Taming the Cost of Deep Neural Models: Hybrid Models to the Rescue?
Abstract: Deep learning, and in particular, large language models have made great strides in many fields including vision, language, and medicine. The impressive performance of large models comes at a significant price: the models tend to be billions to trillions of parameters in size, are expensive to train, have a huge operational cost, and typically need cloud service for deployment. Meanwhile, considerable research efforts have been devoted to designing smaller/cheaper models, at the price of restricted generalizability and performance. Not all queries we may wish to pose to a model are hard. Some queries can be answered nearly as accurately with cheaper models at a fraction of the cost of the larger models. However, the performance of cheaper models may suffer on other queries. Can we combine the best of both worlds by striking a balance between cost and performance? In this talk, I will describe two settings in which our group has tackled this issue.

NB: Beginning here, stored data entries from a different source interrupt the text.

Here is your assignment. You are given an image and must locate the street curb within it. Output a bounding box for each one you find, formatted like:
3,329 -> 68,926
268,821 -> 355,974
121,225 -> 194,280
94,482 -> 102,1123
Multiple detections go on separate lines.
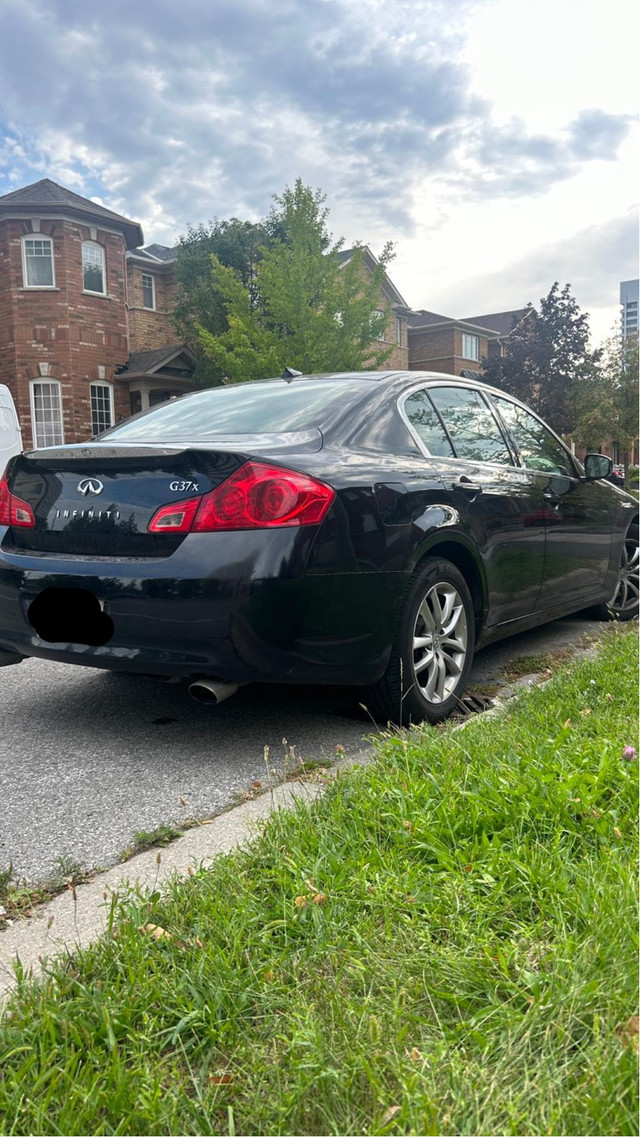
0,779 -> 328,1003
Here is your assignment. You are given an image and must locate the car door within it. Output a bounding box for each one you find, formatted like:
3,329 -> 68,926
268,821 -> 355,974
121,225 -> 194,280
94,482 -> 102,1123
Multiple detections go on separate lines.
490,394 -> 611,610
402,383 -> 547,626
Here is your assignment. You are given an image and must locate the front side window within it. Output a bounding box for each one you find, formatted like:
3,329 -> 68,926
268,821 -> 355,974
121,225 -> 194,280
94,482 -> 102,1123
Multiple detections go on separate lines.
461,333 -> 479,361
429,386 -> 513,465
491,395 -> 575,477
22,237 -> 55,288
403,389 -> 454,457
142,273 -> 155,309
90,383 -> 114,435
30,381 -> 64,448
82,241 -> 106,294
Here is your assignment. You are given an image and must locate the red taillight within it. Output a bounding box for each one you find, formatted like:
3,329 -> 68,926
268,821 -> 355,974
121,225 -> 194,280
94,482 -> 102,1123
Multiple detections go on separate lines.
148,461 -> 335,534
147,496 -> 201,534
0,477 -> 35,528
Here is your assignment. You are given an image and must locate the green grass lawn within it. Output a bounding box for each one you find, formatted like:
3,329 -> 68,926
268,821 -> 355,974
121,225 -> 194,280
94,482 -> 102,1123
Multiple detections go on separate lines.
1,624 -> 638,1136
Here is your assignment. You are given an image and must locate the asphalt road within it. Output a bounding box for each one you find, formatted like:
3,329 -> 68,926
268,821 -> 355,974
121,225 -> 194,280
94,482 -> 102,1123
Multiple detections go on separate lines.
1,613 -> 599,884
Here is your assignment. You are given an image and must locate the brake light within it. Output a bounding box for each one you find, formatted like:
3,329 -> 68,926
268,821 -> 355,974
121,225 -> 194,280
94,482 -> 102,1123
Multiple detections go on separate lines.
147,461 -> 335,534
0,477 -> 35,528
147,496 -> 201,534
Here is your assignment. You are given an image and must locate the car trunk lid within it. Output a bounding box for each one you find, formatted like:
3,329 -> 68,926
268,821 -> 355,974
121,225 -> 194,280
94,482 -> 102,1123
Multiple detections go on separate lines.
2,443 -> 250,556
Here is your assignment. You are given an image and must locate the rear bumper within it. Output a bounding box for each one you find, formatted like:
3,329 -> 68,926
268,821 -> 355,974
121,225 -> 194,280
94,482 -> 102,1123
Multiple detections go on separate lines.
0,528 -> 408,685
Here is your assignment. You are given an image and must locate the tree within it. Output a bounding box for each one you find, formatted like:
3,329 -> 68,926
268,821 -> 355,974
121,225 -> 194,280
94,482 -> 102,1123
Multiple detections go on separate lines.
574,330 -> 639,480
482,283 -> 598,435
173,218 -> 270,385
196,180 -> 396,382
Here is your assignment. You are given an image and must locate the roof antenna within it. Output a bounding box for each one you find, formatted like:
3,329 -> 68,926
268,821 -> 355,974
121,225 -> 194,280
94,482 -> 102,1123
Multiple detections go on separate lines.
281,367 -> 302,381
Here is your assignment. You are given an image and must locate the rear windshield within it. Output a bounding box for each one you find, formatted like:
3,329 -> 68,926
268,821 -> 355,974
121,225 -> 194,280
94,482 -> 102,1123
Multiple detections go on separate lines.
103,379 -> 370,441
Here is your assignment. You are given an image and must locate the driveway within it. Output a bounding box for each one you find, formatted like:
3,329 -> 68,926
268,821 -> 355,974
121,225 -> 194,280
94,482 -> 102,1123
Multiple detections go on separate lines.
1,614 -> 600,884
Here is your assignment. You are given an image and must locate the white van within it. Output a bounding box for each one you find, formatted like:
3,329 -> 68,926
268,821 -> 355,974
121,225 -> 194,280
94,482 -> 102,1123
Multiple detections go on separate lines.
0,384 -> 23,473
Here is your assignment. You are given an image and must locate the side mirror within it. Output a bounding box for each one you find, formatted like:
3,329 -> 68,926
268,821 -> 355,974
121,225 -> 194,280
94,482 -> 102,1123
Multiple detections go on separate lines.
584,453 -> 613,480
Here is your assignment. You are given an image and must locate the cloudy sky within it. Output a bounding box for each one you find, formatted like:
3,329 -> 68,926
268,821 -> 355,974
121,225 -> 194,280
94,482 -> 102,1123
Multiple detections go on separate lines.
0,0 -> 637,343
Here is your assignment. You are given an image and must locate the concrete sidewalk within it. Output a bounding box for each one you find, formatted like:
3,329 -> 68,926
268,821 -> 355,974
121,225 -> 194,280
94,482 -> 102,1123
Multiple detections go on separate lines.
0,779 -> 326,1002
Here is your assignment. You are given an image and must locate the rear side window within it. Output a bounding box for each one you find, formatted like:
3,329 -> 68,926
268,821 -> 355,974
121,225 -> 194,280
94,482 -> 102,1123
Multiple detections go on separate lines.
492,396 -> 575,477
429,386 -> 513,465
403,389 -> 454,456
104,379 -> 370,441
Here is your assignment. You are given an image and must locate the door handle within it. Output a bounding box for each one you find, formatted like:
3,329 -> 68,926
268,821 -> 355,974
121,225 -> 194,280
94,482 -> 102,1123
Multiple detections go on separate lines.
456,477 -> 483,495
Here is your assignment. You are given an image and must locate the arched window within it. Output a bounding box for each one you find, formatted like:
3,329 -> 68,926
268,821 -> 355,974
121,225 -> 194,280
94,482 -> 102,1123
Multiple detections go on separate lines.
82,241 -> 106,294
29,380 -> 64,448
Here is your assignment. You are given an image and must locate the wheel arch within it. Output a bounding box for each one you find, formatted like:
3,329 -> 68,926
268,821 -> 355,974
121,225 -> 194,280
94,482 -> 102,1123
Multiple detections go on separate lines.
410,537 -> 487,641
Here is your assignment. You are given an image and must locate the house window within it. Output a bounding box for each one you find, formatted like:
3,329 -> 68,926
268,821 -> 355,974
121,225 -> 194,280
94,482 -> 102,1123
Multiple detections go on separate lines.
90,383 -> 114,435
82,241 -> 106,294
142,273 -> 156,310
396,317 -> 403,345
30,381 -> 64,448
22,237 -> 55,288
461,333 -> 479,361
374,309 -> 386,341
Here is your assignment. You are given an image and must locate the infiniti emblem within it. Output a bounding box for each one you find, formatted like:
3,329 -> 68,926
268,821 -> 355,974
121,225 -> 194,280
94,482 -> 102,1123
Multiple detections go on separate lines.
77,478 -> 104,496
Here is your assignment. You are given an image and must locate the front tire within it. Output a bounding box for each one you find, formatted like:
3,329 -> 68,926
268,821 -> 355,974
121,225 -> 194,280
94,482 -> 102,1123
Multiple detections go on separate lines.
590,524 -> 639,622
367,557 -> 476,726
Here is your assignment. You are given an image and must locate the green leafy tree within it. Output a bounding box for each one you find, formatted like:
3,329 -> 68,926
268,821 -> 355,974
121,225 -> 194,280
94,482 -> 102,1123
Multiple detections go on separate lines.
196,180 -> 396,382
173,218 -> 270,385
482,283 -> 598,434
575,330 -> 639,481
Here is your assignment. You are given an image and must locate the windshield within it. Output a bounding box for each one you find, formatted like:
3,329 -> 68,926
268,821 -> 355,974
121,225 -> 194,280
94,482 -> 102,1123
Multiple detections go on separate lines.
103,379 -> 370,442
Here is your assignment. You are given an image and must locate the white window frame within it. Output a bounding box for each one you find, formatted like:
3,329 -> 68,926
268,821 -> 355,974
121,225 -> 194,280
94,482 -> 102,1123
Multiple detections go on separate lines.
374,309 -> 386,342
141,272 -> 156,310
461,333 -> 479,361
396,316 -> 403,345
90,382 -> 115,436
82,240 -> 106,295
29,380 -> 64,448
21,235 -> 56,289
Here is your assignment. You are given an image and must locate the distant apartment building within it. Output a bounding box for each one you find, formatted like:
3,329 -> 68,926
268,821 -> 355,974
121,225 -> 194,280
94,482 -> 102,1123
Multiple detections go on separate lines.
620,278 -> 639,337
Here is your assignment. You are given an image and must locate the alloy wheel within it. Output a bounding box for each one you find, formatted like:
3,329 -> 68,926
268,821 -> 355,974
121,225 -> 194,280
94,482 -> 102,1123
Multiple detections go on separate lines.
610,532 -> 639,615
412,582 -> 468,704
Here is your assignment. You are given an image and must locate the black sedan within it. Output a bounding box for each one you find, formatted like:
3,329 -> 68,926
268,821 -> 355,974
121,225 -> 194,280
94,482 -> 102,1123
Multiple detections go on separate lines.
0,371 -> 637,724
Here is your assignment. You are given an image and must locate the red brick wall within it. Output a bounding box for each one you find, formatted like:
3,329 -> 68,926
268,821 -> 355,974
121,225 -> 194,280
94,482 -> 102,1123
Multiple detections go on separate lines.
126,261 -> 178,352
408,326 -> 491,376
0,216 -> 130,446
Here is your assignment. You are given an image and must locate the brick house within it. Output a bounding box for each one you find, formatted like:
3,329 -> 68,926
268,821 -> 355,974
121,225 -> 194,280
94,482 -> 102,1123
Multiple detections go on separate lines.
336,247 -> 411,369
0,176 -> 528,452
0,179 -> 194,449
407,307 -> 528,377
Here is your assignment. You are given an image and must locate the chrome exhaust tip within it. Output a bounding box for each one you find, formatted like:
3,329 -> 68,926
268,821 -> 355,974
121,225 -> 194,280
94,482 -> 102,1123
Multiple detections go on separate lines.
188,678 -> 239,705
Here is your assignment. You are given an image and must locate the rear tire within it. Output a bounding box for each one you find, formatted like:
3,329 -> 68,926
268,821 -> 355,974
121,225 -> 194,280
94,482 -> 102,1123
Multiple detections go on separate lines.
366,557 -> 476,726
589,524 -> 639,622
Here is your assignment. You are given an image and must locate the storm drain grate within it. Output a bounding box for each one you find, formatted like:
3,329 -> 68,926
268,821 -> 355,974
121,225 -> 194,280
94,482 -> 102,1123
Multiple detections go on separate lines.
452,692 -> 496,720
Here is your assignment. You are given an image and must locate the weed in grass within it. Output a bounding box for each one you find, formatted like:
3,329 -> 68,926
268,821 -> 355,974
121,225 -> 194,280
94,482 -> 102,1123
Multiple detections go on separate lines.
501,648 -> 572,681
119,823 -> 183,862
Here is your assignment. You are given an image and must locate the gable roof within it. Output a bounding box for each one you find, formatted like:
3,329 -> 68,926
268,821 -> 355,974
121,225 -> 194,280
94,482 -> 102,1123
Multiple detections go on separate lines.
0,178 -> 143,249
116,344 -> 194,377
143,243 -> 175,261
406,309 -> 452,327
407,306 -> 529,337
460,309 -> 529,336
337,246 -> 409,309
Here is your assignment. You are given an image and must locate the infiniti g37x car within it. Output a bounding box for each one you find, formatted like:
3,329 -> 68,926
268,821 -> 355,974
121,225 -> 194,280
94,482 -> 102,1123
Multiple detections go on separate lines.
0,371 -> 637,724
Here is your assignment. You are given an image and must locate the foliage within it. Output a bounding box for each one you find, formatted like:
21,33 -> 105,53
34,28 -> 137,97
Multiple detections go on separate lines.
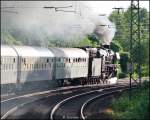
109,7 -> 149,77
141,65 -> 149,77
78,37 -> 93,47
110,41 -> 123,52
118,72 -> 127,79
87,34 -> 100,45
119,52 -> 130,73
110,81 -> 150,120
1,31 -> 22,45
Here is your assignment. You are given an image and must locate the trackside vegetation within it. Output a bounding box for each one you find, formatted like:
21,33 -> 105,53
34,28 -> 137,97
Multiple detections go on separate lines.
110,81 -> 150,120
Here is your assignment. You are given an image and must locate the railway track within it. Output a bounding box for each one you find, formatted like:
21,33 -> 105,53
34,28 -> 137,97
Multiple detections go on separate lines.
50,85 -> 135,119
1,78 -> 144,119
80,87 -> 135,119
1,83 -> 123,119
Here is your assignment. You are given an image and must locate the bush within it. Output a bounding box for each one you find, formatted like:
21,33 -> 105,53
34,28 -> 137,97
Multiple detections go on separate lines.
118,72 -> 127,78
141,65 -> 149,77
119,52 -> 129,73
110,81 -> 150,120
110,41 -> 123,52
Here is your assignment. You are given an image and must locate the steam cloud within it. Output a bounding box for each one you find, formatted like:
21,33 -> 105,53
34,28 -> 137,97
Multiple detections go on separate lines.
1,1 -> 116,46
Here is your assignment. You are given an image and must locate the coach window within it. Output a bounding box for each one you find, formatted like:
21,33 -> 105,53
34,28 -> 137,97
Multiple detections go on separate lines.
12,64 -> 13,70
63,58 -> 65,63
6,64 -> 8,70
32,64 -> 34,70
7,58 -> 8,63
73,58 -> 75,63
31,64 -> 33,70
47,58 -> 49,63
29,64 -> 31,70
61,58 -> 63,63
8,64 -> 11,70
38,64 -> 40,69
36,64 -> 38,69
23,58 -> 26,64
4,58 -> 6,63
59,58 -> 61,62
13,58 -> 15,63
35,64 -> 37,69
4,64 -> 6,71
78,58 -> 80,62
3,64 -> 5,71
3,58 -> 5,64
0,58 -> 1,65
41,63 -> 43,69
41,64 -> 43,69
26,64 -> 28,70
68,58 -> 70,63
63,63 -> 65,67
5,64 -> 6,70
34,64 -> 36,69
1,58 -> 3,64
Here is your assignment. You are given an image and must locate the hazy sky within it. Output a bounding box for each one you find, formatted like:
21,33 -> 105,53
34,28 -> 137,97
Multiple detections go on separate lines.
1,1 -> 148,46
1,1 -> 149,16
84,1 -> 149,16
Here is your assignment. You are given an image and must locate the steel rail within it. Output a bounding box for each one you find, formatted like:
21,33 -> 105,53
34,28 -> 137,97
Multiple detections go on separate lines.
80,87 -> 137,119
1,84 -> 97,103
50,85 -> 128,120
1,84 -> 119,119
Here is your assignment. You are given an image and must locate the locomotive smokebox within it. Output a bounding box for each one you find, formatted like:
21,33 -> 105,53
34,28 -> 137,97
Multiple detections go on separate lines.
103,45 -> 110,49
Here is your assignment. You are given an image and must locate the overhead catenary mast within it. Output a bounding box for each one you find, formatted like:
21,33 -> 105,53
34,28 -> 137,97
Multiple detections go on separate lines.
129,0 -> 142,100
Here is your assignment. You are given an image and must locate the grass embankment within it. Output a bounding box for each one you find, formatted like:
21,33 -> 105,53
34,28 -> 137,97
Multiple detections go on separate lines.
109,81 -> 150,120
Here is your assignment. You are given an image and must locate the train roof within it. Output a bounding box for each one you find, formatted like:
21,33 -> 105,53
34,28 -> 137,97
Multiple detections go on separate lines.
1,45 -> 88,58
1,45 -> 17,56
13,46 -> 54,57
49,48 -> 89,58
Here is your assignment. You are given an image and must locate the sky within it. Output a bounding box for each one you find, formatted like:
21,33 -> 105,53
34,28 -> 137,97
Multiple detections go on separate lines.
84,1 -> 149,16
1,1 -> 149,16
1,1 -> 149,46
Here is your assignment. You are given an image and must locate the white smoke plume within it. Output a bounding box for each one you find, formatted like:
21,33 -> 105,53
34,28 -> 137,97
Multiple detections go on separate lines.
91,15 -> 116,45
1,1 -> 116,46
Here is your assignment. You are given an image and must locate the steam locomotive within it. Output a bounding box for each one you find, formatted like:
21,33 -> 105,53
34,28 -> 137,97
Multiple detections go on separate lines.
1,45 -> 120,94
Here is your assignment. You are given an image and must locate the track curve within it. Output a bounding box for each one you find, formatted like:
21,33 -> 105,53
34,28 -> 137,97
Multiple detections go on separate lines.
2,84 -> 120,119
50,85 -> 130,119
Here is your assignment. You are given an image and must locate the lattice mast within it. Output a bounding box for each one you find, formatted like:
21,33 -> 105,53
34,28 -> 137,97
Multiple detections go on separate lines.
129,0 -> 141,92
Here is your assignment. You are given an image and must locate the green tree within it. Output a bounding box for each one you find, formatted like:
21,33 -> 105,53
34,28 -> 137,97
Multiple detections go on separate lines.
109,7 -> 149,76
110,41 -> 123,52
1,31 -> 22,45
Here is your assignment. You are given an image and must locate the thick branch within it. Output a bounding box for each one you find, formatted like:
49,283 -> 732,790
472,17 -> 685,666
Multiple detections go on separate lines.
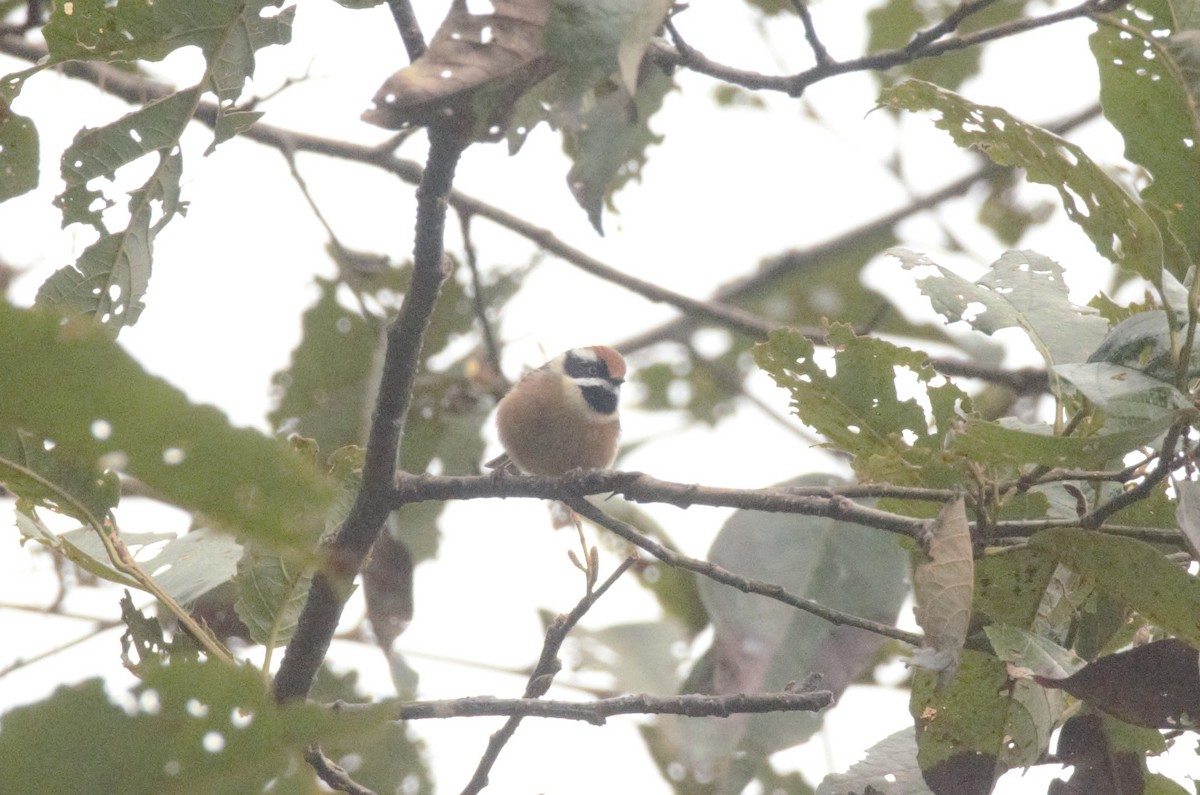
273,128 -> 466,705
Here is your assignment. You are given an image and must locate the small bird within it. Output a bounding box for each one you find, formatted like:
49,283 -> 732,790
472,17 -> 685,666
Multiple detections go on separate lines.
488,346 -> 626,475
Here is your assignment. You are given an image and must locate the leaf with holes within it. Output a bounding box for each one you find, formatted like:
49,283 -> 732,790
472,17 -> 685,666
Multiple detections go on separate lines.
0,304 -> 334,549
1091,0 -> 1200,270
754,325 -> 971,484
881,80 -> 1163,282
891,248 -> 1109,371
38,148 -> 185,330
1031,529 -> 1200,647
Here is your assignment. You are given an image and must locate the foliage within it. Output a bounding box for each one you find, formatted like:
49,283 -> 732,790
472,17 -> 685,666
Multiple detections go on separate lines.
4,1 -> 1200,794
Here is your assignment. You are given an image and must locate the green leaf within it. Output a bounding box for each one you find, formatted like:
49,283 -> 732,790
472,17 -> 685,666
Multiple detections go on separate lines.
984,624 -> 1085,679
1054,361 -> 1192,429
891,248 -> 1109,369
0,659 -> 396,795
1030,528 -> 1200,646
268,277 -> 381,454
1091,0 -> 1200,271
233,546 -> 311,648
564,64 -> 672,233
950,410 -> 1191,470
545,0 -> 671,96
0,428 -> 120,524
688,476 -> 909,767
0,304 -> 334,548
909,650 -> 1010,789
881,80 -> 1164,282
0,101 -> 37,200
754,325 -> 971,483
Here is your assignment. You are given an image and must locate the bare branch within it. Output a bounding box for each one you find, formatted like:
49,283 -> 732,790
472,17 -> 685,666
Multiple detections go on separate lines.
274,127 -> 468,705
789,0 -> 833,66
304,746 -> 377,795
563,495 -> 926,646
461,556 -> 637,794
651,0 -> 1116,97
385,0 -> 426,62
334,690 -> 835,724
392,470 -> 935,541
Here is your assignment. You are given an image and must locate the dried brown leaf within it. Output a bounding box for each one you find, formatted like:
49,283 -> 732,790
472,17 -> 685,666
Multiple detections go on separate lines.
912,497 -> 973,687
362,0 -> 558,134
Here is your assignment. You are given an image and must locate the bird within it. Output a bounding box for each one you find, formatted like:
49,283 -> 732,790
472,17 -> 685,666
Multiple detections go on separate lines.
487,345 -> 626,475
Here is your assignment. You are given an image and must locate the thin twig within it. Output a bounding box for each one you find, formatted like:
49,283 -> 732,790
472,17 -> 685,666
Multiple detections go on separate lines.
0,619 -> 122,677
304,746 -> 377,795
564,496 -> 926,646
460,556 -> 637,795
790,0 -> 833,66
458,211 -> 505,386
650,0 -> 1117,97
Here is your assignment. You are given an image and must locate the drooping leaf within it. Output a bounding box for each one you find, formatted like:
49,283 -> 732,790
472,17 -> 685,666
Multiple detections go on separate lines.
1054,362 -> 1191,430
39,147 -> 186,329
891,248 -> 1109,370
1036,639 -> 1200,730
1030,529 -> 1200,647
544,0 -> 672,97
911,497 -> 973,687
0,100 -> 37,200
0,304 -> 334,548
881,80 -> 1164,282
362,0 -> 558,134
1091,0 -> 1200,271
362,526 -> 414,651
233,546 -> 312,649
680,475 -> 909,777
564,63 -> 672,233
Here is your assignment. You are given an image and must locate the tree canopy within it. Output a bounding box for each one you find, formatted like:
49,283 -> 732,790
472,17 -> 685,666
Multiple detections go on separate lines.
3,0 -> 1200,793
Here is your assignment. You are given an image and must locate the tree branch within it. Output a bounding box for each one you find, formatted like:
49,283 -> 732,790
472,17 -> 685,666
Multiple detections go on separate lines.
563,495 -> 926,646
460,555 -> 636,794
304,746 -> 377,795
385,0 -> 426,62
392,470 -> 935,541
653,0 -> 1118,97
273,127 -> 467,705
0,34 -> 1073,394
334,690 -> 835,724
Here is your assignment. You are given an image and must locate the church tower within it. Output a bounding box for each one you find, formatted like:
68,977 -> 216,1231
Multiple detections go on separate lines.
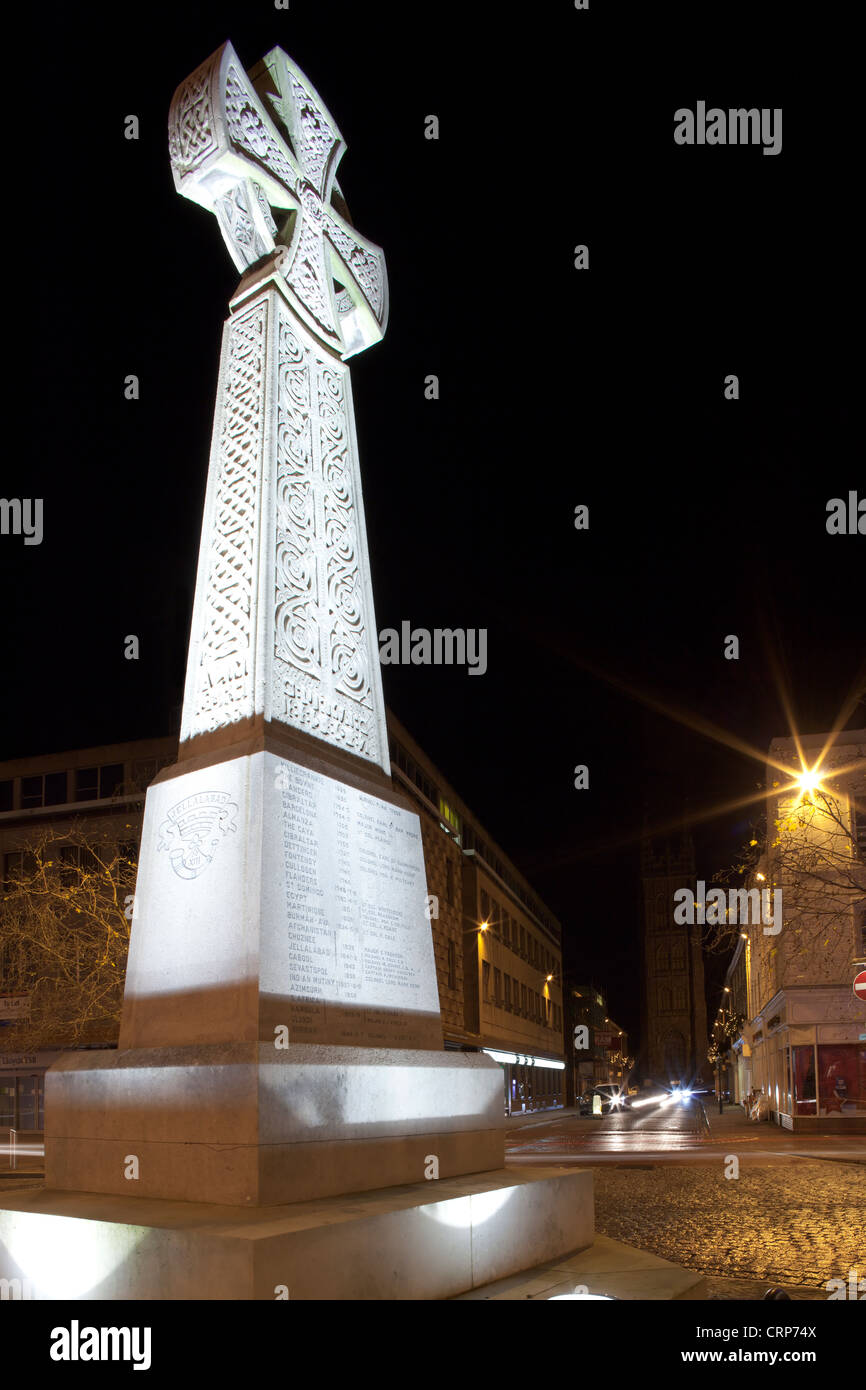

In the first setting, we are interested in approximate answers to queries over model predictions. We show how, under some assumptions about the cheap model, queries can be answered with a provably high precision or recall by using a judicious combination of invoking the large model on data samples and the cheap model on data objects. In the second setting, we are interested in learning a router, which, given a query, predicts its level of hardness, based on which the query is either routed to the small model or to the large model. For both settings, results of extensive experiments show the effectiveness and efficiency of our approach.
Speaker's Bio: Laks V.S. Lakshmanan is a professor of Computer science at UBC, Vancouver, Canada. His research interests span a wide spectrum of topics in data management, integration, cleaning, and warehousing; data mining; semi-structured and unstructured data; big graphs, social networks and social media; ML, NLP; and efficient deep learning. He is an ACM Distinguished Scientist and has won several awards including best paper awards and distinguished reviewer awards. He has served on most top conferences and journals in his areas of research, on program committees, as senior PC member, meta-reviewer, general chair, and as associate editor.